Kein Wasser, kein Strom

Pannen beim Mainzer Weinmarkt

STAND

Nach zwei Jahren Corona-Pause hatten sich viele auf den Mainzer Weinmarkt gefreut. Ausgerechnet am Eröffnungstag gab es dann zu wenig Wasser und am Samstagabend fiel auch noch der Strom aus.

Ab 21 Uhr ging am Samstagabend wegen des Stromausfalls für zwei Stunden bei einem Teil der Stände nichts mehr. Die Winzer hatten Probleme mit der Kühlung ihrer Weine. Sie konnten ihre Flaschen nicht mehr kalt halten. Warmen Wein wollten sie nicht ausschenken.

Auch für die Imbissbuden war der Stromausfall ein Problem. Viele Betreiber mussten ihre Stände schließen, weil sie keine Bratwurst oder Pommes zubereiten konnten. Trotz langer Schlangen konnten sie ihre Kunden nicht mehr bedienen.

Standbetreiber verärgert über Stromausfall

Marco Sottile von der Interessengemeinschaft Mainzer Schausteller und Marktbeschicker schätzt, dass etwa ein Drittel aller Stände ohne Strom war.

"Der Stromausfall kam zu einer Uhrzeit, in der der Weinmarkt extrem stark besucht ist, für unseren Crêpe-Stand fast eine Katastrophe“.

Betroffen waren sowohl der Stadtpark als auch der Rosengarten.
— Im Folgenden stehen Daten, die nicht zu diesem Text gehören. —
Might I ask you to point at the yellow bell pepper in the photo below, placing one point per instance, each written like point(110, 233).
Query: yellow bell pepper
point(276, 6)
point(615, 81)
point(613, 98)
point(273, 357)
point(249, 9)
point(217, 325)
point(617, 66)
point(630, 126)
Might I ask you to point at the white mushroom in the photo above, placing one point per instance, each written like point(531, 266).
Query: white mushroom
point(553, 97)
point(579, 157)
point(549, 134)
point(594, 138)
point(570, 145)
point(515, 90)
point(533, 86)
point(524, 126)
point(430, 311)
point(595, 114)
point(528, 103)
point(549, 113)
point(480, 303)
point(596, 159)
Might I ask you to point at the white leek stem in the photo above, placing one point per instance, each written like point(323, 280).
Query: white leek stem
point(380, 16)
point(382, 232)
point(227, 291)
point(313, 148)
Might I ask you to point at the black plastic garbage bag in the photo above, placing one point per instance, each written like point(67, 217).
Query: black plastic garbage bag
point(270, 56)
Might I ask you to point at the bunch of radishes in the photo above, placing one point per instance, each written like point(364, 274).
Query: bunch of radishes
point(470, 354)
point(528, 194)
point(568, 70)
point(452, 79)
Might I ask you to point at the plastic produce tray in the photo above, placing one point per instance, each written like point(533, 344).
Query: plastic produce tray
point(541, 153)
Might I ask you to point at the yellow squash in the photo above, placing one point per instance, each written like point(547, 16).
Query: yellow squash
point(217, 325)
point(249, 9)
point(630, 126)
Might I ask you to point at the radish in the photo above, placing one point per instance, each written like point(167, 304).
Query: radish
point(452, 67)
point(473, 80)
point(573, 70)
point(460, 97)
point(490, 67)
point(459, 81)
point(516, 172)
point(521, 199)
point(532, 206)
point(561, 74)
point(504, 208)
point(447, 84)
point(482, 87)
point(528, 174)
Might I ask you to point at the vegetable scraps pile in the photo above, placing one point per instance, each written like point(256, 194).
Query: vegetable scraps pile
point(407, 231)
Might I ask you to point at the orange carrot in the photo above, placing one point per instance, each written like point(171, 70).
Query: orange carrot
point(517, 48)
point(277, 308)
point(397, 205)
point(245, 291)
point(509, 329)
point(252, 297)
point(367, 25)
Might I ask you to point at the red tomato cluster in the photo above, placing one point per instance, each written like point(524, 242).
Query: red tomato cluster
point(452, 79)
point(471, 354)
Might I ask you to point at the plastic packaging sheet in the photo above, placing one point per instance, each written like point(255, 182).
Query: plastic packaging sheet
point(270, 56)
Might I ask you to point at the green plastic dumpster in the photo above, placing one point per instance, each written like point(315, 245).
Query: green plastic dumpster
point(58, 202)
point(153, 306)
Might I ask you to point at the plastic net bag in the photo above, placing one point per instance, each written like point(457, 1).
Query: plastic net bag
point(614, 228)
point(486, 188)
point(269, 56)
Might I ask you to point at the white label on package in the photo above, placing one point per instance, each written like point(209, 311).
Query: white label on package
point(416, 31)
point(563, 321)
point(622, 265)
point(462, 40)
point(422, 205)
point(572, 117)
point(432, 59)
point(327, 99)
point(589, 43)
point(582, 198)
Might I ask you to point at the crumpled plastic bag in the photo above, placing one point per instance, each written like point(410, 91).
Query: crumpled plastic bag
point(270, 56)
Sottile geht davon aus, dass sein Crêpe-Stand 40 Prozent weniger Tagesumsatz durch den Stromausfall gemacht hat.

Ähnlich sieht es bei Helmut Husar am Süßwarenstand aus. Dort konnten Mandeln nicht mehr gebrannt, Popcorn nicht mehr erhitzt werden. Auch die elektronischen Waagen gingen nicht mehr. Zum Glück, sagt Husar, werde an seinen anderen beiden Ständen Essen mit Gas zubereitet, so hätte man Champignons weiter verkaufen können, wenn auch ohne Licht am Stand.

Auch die Winzer hatten weniger Einnahmen. Teilweise konnten sie Kerzen aufstellen. Aber das Geschäft lief Samstagabend nicht gut. Viele Menschen kamen dann nicht mehr zu den dunklen Ständen, sagt Winzer Christian Lorch.

Ursache war Kurzschluss im Hauptverteilerkasten

Der Veranstalter, die mainzplus Citymarketing, bedauert die Pannen. Geschäftsführer Marc Andrè Glöckner teilte auf Anfrage mit, der Stromausfall sei durch einen Kurzschluss in einem Hauptverteilerkasten verursacht worden.

Techniker hätten daraufhin den Strom anders verteilen müssen. Das habe zu Ausfällen zwischen 21 und 0 Uhr geführt. Noch in der Nacht habe mainzplus eine Mail an die Standbetreiber verschickt. 

"Wir suchen nun das Gespräch mit Betroffenen, um herauszufinden, wie fatal der Stromausfall wirklich war.“

Zu wenig Wasser bei Eröffnung

Warum es am Eröffnungsabend auf dem Mainzer Weinmarkt vorübergehend zu wenig Wasser gab, erklärte Glöckner mit planerischen Problemen.

Als Toiletten und Weinstände plötzlich kein Wasser mehr hatten, habe der Veranstalter zusammen mit den Stadtwerken zusätzlich Wasser aus Hydranten bereitgestellt.

Pannen müssen künftig verhindert werden

Marco Sottile vom Interessenverband der Mainzer Schausteller und Marktbeschicker sagte, man werde darüber reden müssen, wie so etwas künftig verhindert werden kann. Er rechne nicht damit, dass die Einnahmeausfälle vom Veranstalter kompensiert werden.